More pleasure, less guilt



‘Guilty pleasure’. Why would anyone want to come up with such a notion? I mean, if something — no matter what that thing is — gives us pleasure, why should we feel guilty about it? Unless, of course, we’re doing something that’s harming someone else, or is illegal.

According to my quick research (thanks Google), the phrase first appeared in an 1860 edition of The New York Times, when an article referred to going to brothels as a ‘guilty pleasure’. Prostitution wasn’t illegal at the time, but the act of visiting a brothel was deemed to be immoral.

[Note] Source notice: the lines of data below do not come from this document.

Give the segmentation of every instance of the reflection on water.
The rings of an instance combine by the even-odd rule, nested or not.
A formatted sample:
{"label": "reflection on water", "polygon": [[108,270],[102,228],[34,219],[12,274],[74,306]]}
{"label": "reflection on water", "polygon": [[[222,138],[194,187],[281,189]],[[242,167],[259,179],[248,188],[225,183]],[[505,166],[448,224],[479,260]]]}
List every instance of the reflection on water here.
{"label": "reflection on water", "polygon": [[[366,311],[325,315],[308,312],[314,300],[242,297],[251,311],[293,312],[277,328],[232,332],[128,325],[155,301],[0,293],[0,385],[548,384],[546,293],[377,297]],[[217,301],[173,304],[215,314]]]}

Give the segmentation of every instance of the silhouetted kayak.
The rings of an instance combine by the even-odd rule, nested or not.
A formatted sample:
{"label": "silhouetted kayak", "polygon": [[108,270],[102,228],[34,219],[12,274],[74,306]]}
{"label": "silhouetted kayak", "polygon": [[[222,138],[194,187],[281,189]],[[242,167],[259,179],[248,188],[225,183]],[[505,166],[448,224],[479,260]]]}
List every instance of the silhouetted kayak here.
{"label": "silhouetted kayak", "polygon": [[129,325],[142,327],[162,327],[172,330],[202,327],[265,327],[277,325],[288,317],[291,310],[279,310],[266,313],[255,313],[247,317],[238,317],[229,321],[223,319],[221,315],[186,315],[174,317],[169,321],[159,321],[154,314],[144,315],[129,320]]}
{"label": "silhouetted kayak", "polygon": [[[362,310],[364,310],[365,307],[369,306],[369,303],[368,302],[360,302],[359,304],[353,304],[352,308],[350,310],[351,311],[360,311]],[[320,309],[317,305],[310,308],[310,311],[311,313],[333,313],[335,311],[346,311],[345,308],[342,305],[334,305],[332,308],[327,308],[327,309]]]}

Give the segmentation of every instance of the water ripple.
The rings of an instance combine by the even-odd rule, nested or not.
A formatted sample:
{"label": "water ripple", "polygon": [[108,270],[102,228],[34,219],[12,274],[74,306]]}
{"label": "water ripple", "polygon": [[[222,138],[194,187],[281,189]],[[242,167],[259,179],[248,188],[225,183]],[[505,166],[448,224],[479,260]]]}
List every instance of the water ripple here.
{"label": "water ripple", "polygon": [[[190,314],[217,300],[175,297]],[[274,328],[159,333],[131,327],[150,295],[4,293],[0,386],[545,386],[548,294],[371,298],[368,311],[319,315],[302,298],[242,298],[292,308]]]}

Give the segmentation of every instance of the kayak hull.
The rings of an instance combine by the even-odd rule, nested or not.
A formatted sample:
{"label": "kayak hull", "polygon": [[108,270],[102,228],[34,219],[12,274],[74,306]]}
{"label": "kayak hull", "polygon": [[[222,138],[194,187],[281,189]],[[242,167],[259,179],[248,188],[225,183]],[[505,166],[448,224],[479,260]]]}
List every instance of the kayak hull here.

Fast forward to the 21st century and the phrase has become a cliché for all things we enjoy — whether those things are ‘immoral’ or not — but are embarrassed to admit we enjoy. Embarrassed because we feel like we’ll be ridiculed, or we feel like we’re doing something bad or we feel like we’ll be looked down upon.


Let’s face it, we all love things that other people will think are naff, or not ‘intellectual’ enough, or ‘below them’ or just wrong.


It might be watching Mamma Mia instead of Les Mis, or curling up with a Mills & Boon instead of a Man Booker, or listening to Maroon 5 instead of Motzart.


We all love things that other people think are rubbish, and that can make us feel rubbish.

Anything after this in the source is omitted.